Reading Time: 2 minutes

Why We Sleep

Sleep is something that we do almost every day and yet explore it only superficially. We either say “I should go to sleep” or “I wish I had slept longer”. Recently I read “Why We Sleep”. It’s an interesting book because it explores the topic in such depth. I learned that birds sleep on power lines and the birds on the right and the left of the group are sleeping with one eye open. Half of their brain is sleeping whilst the other half is awake. Half way through the sleep cycle they hop around and the other eye is opened and that half of the brain takes over. Sleep is a fascinating topic.

Sleep As Android

I have been playing with two apps for over a year now. One of these is Sleep As Android. When I first started using this app it required being placed in the bed to detect when I moved. Over time they developed technology so that it uses “sonar” to detect when we move during the night. Thanks to the “sonar” feature I can keep the phone up to a metre away from me.

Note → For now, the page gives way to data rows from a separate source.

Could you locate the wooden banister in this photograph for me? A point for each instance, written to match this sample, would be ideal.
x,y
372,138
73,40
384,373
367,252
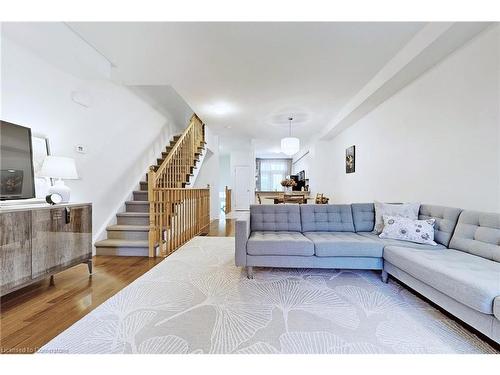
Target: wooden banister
x,y
177,214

I might have tracked up to 576 nights of sleep with this app. With this app I can see the duration, the irregularity, how much of my sleep cycle is deep, how efficient it is and how I rate it. It shows my how bad or good my sleep deficit is and what my chronotype is. According to the app I am a morning lark.

This app gives advice. This app believes that to maximise sleep I should go to sleep at 23:15 and that to maximise deep sleep I should sleep 8hrs 10.

Sleep Cycle

Another app I have played with extensively is Sleep Cycle. I used this app to track my sleep for several hundred nights of which six months was whilst working as an aircraft deicer. This is relevant because I was trying to go to sleep for 1800 and waking for 2am. Of course, I usually went to sleep around 2000 or so. I mention this because if any sleep specialists read this blog I am ready to share the data. Since then I have gone back to sleeping more pleasant hours.

This app provides you with a sleep graph per night, the time you went to bed and got up, sleep quality, time with noise, sleep notes, wake up mood, heart rate, step count and total nights tracked. I have tracked 303 nights of sleep with the app.

When you look at the trends tab you can see sleep quality and you can compare it with entire countries. You can track how regular your “went to bed” graph is, how much time you spent in bed, the time at which you woke up, what factors result in better sleep, decreased sleep, weather effect, air pressure, moon and location. You can also track your heart rate when you wake up. My average is currently 47 bpm, average in Switzerland is 67, Denmark, 65 and Turkey 73. The heart rate measurement comes from shining light through your finger and the phone detecting the change in colour per heartbeat.

Apparently, my best night of sleep is on a Tuesday and it gets progressively worse as the week wears on.